As PleX keeps hanging up the phone but not actually dying for a process to take over, leaving my devices plexless until I find out it’s hung - I’ve written the below nagios-compatible check to run every 5 minutes:

#JJ
#Sat 09 Sep 2023 22:55:52 AEST
if ! systemctl is-active plexmediaserver >/dev/null 2>&1
then
echo "Service plexmediaserver is not running."
fi

staleSeconds=300
now=$(date +%s)
fileMtime=$(stat -c%Z '/var/lib/plex/Plex Media Server/Logs/Plex Media Server.log')
secondsSinceLastModification=$(($now - $fileMtime))
lastModString="($secondsSinceLastModification seconds since last log write)"
if [ $secondsSinceLastModification -gt $staleSeconds ]
then
  echo "Logs indicate PleX is dead. Copying logs and restarting... $lastModString"
  cp -v "/var/lib/plex/Plex Media Server/Logs/Plex Media Server.log" "~/Plex.Media.Server.sensu.logcopy.$(date +%d-%m-%Y_%H:%M:%S%P).log"
  echo "Last logs:"
  echo "----------"
  tail -n10 "/var/lib/plex/Plex Media Server/Logs/Plex Media Server.log"
  echo "----------"
  if ! timeout 10 sudo systemctl restart plexmediaserver
  then
    echo "Failed to restart plex gracefully... forcing kill..."
    pkill -f -9 Plex
    if sudo systemctl restart plexmediaserver
    then
      echo "Successfully restarted plex after force-kill."
      exit 1
    else
      echo "Failed to restart plex after force-kill"
      exit 2
    fi
  else
    echo "Successfully restarted PleX first-try without force-kill. Incicates was not stuck despite log age."
  fi
else
  echo "Logs indicate PleX is OK. $lastModString"
  exit 0
fi

I ran this messy command pipe to gauge an estimate of how large the deltas are between my PleX server writing logs to tell what I should set the staleSeconds variable to. I saw no deltas over 15 minutes for the currently running plex pid so set the timeout as that for an assumption of healthy operation.

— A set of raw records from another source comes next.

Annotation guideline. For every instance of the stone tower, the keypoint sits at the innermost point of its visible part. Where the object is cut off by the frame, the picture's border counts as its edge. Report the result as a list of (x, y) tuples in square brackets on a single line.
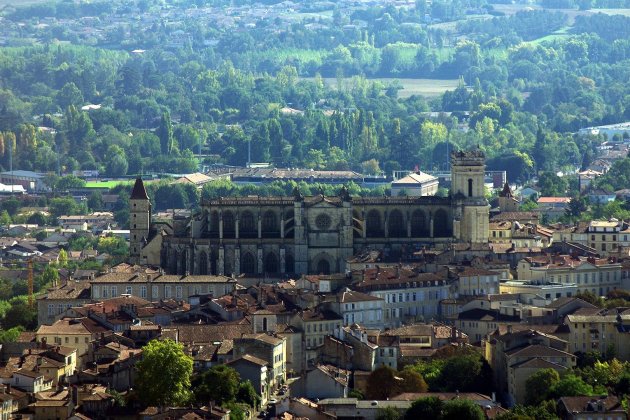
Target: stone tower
[(139, 220), (471, 212)]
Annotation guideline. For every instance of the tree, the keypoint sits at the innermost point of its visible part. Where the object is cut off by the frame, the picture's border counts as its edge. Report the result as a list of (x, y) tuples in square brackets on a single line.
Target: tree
[(412, 381), (50, 275), (163, 374), (551, 185), (382, 383), (462, 409), (165, 133), (219, 384), (247, 394), (425, 408), (10, 335), (539, 384), (570, 385)]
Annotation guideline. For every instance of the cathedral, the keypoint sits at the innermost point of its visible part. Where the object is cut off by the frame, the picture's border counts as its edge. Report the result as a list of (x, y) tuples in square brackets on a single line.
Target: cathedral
[(275, 236)]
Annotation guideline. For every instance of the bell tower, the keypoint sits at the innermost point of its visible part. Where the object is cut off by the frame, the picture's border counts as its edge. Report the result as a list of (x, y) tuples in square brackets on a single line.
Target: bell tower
[(472, 211), (139, 220)]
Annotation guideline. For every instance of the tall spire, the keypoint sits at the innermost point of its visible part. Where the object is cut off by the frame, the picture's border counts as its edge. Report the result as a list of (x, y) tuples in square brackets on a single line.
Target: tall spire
[(139, 192)]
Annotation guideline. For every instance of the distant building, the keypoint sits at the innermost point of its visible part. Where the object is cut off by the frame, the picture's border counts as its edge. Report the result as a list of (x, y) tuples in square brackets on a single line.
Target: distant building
[(31, 181), (416, 184)]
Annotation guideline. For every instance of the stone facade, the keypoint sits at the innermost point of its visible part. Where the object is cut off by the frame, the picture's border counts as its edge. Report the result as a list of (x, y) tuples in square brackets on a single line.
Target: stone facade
[(315, 234)]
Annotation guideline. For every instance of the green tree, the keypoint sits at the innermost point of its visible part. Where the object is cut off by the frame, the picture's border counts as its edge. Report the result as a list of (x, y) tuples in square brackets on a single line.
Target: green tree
[(538, 385), (11, 335), (219, 383), (571, 385), (382, 383), (551, 185), (163, 374), (247, 394), (165, 134)]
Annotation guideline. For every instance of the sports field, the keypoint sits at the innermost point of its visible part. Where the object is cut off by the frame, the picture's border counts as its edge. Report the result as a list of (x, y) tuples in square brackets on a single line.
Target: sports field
[(424, 87)]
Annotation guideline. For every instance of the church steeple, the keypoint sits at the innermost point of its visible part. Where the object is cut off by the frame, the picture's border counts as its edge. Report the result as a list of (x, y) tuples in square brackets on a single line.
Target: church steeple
[(139, 220)]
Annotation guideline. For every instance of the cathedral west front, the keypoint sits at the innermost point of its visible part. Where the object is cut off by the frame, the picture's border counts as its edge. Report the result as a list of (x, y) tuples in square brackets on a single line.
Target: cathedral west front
[(309, 234)]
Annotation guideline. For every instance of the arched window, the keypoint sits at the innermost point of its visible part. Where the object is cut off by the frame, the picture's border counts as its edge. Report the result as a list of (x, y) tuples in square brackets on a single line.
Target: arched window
[(248, 263), (228, 224), (270, 223), (396, 224), (247, 225), (441, 228), (183, 262), (323, 266), (203, 263), (373, 224), (289, 264), (272, 264), (418, 224), (214, 224)]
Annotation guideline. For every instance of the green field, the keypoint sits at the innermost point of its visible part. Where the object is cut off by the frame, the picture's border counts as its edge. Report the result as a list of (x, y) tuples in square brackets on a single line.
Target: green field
[(105, 184), (424, 87)]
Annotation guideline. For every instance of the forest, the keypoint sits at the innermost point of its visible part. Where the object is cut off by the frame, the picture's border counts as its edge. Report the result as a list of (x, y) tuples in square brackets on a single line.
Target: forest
[(523, 91)]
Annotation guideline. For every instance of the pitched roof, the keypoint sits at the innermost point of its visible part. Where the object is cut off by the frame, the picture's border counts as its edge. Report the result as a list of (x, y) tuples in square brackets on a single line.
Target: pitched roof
[(139, 192)]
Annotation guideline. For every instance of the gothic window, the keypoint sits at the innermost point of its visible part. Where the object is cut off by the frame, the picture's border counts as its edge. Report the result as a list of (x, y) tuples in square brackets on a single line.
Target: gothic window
[(289, 264), (373, 224), (396, 224), (228, 224), (247, 225), (214, 223), (440, 224), (248, 263), (323, 267), (203, 263), (272, 264), (183, 262), (323, 222), (270, 222), (418, 224)]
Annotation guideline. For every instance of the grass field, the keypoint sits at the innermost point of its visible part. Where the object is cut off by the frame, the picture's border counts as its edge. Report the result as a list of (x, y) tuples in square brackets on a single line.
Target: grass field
[(105, 184), (559, 34), (424, 87)]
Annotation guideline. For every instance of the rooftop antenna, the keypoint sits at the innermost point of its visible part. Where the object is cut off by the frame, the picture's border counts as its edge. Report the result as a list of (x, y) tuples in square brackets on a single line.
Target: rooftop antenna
[(249, 153), (11, 165)]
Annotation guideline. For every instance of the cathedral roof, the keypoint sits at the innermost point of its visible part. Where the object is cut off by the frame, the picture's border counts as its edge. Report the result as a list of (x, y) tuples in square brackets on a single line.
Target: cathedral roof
[(139, 192)]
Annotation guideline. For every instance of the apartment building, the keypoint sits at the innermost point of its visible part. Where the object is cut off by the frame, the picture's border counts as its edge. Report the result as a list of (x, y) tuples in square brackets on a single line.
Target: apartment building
[(596, 275)]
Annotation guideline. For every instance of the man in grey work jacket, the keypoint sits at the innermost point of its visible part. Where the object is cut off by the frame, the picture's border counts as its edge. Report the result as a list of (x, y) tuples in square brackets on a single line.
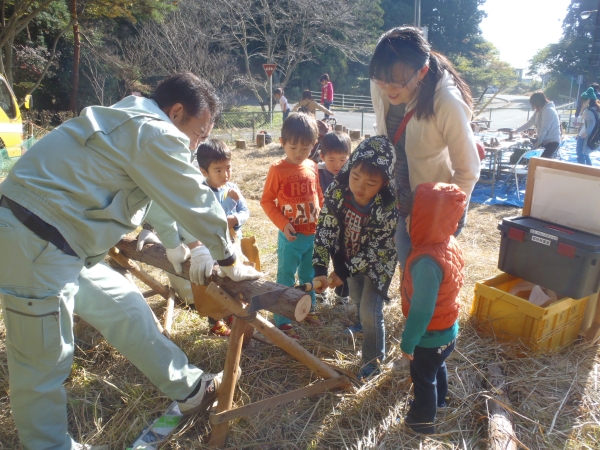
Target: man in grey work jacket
[(70, 198)]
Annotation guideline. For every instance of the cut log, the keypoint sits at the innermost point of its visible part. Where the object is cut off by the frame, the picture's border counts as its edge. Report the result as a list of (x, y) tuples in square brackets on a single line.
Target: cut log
[(501, 432), (290, 303), (278, 337)]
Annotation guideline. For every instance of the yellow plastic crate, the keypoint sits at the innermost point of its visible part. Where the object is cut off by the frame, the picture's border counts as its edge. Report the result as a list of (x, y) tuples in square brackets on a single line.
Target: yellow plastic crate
[(510, 318)]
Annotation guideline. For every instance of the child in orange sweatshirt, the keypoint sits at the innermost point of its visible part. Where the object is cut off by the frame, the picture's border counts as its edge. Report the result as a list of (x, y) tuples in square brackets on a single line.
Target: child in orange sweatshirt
[(292, 200)]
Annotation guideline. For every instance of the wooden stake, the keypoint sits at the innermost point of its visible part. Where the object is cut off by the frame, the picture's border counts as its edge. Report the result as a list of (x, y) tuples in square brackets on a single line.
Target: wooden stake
[(169, 311), (502, 435), (279, 338), (218, 434), (270, 403), (291, 303)]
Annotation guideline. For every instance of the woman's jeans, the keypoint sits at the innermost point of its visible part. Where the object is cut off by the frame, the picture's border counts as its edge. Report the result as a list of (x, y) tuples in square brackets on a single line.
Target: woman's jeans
[(327, 105), (369, 305), (403, 245), (581, 158)]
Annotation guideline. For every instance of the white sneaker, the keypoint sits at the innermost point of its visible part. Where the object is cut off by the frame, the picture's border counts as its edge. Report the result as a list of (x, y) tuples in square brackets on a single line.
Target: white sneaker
[(206, 395), (209, 385)]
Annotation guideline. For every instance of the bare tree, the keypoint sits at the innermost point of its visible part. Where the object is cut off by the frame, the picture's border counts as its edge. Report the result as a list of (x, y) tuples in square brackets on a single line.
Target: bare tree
[(184, 41), (287, 33)]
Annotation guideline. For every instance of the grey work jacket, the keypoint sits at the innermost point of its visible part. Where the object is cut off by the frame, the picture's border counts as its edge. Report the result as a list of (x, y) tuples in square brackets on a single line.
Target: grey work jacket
[(93, 178)]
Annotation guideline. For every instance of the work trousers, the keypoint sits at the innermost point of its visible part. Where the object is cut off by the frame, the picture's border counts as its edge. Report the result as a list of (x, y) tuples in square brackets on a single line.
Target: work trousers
[(369, 305), (294, 257), (41, 288)]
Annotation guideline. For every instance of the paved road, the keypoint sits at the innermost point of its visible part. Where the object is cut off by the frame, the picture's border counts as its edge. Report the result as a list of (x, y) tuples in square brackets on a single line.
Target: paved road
[(504, 114)]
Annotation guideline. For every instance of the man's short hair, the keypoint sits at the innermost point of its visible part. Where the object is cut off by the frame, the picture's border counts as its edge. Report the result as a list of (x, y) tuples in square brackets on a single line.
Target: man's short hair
[(336, 142), (195, 94), (299, 127), (211, 151)]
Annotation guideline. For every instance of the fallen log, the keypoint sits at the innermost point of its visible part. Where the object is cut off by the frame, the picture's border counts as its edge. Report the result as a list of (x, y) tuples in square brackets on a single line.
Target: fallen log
[(501, 433), (288, 302)]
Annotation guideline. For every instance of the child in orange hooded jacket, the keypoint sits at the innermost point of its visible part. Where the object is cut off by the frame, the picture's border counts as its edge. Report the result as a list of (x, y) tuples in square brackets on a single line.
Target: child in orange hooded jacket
[(430, 285)]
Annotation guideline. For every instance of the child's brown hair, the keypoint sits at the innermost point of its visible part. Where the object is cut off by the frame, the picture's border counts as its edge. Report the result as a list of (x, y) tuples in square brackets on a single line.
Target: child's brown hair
[(336, 142)]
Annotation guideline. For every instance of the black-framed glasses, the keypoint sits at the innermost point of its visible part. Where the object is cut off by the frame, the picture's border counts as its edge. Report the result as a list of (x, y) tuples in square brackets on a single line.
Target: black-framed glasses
[(394, 84)]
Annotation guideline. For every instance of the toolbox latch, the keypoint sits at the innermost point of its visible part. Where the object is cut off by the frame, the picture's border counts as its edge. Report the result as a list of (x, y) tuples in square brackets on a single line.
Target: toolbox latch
[(566, 250), (516, 234)]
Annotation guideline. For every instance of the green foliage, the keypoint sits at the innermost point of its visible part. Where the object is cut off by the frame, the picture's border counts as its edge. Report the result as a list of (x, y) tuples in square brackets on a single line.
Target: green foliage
[(482, 67), (571, 55)]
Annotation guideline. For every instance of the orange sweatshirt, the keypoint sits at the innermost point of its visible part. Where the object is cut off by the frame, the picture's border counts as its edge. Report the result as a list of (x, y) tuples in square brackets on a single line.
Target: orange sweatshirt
[(292, 195)]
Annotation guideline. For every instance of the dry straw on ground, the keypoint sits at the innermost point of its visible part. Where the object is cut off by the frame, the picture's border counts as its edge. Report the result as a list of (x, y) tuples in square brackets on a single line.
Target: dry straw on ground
[(554, 398)]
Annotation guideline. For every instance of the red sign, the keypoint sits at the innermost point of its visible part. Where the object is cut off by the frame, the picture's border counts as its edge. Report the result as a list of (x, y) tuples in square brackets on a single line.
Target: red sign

$ cat /var/lib/plex/Plex\ Media\ Server/Logs/Plex\ Media\ Server.*.log | cut -d' ' -f1,2,3,4,5 | cut -d':' -f1,2 | sort -u | while read line ; do date -d"$line" +%s; done | while read line ; do [ -z "$last" ] && last=$line ; echo $(($line - $last)) ; last=$line; done| sort -u -V

There may be smarter ways to detect this crash but I’ll think about those at a later date (e.g. cURLing the main page for a timely response maybe a viable health-check option. Though may require a valid login to actually see the main page.)